Treating ACL Injury and Stats:

According to GetPT1st, “research shows that 26% of non-contact ACL injuries could be prevented by specific exercise programs.” At PREP Performance Center, we are dedicated not only to helping you recover from your ACL reconstruction, but we are also able to help you prevent further injuries from occurring in the future.

During our movement assessment, in treating ACL our physical therapists determine your strengths and weaknesses and can often identify areas that increase your risk of an ACL injury. We utilize balance, jumping, and landing tests such as the Y balance, Broad Jump, Triple Hop, and Landing Error Scoring System (LESS). The battery of tests assesses strength, power, balance, body awareness, leg symmetry, and jumping and landing mechanics to determine whether or not you are at high risk for a non-contact ACL injury. After diagnostic tests and physical examinations are complete, our physical therapists will design a specialized program based on your specific needs.

ACL Injury Prevention:

Treating ACL Injuries in Young Lacrosse Players

In a study examining the effect of ACL injury prevention programs, female athletes demonstrated a reduced ACL injury risk of 52% after incorporating the program into their fitness regimens. Even better, male athletes demonstrated a reduced ACL injury risk of 85% after incorporating the program into their fitness regimens. With such overwhelmingly positive odds, it is no secret why athletes take advantage of these programs.

For the past two decades, ACL injury prevention programs have been a strong focus in the field of sports medicine. Various programs have been created as a way to encourage and promote proper techniques for athletes who may be at high risk of sustaining an ACL injury. For lacrosse players, treating ACL for such prevention programs include targeted exercises for the sport that address muscle strengthening, muscle recruitment patterns, proprioception and plyometrics.

Most ACL injury prevention program sessions last approximately 20-30 minutes, making it very easy to incorporate into a practice setting. It is important that lacrosse athletes strongly consider participating in an ACL injury prevention program, due to the increasingly positive statistical evidence supporting their effectiveness.

ACL prevention programs have been proven to work, helping hundreds of lacrosse players everywhere, not only while they are on the field, but also while they are training.

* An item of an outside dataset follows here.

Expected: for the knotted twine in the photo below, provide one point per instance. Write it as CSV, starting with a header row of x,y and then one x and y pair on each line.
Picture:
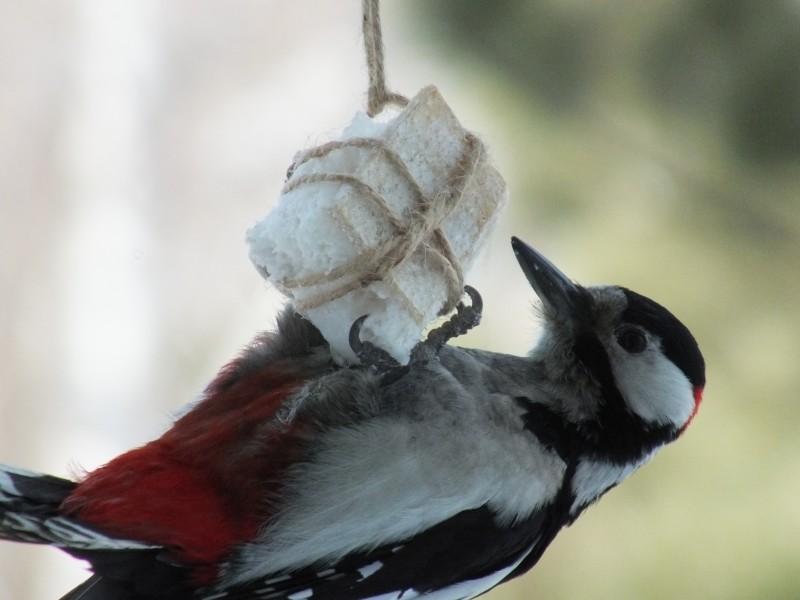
x,y
418,230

Our practice is dedicated to helping athletes recover from ACL injuries, in addition to preventing further injury in the future. If you’re a youth athlete, parent or coach and are interested in our ACL injury prevention program, contact the best physical therapy in Chicago today and find out how our services can benefit you. We can help you reach your optimum physical function and keep you on the field playing the sport you love!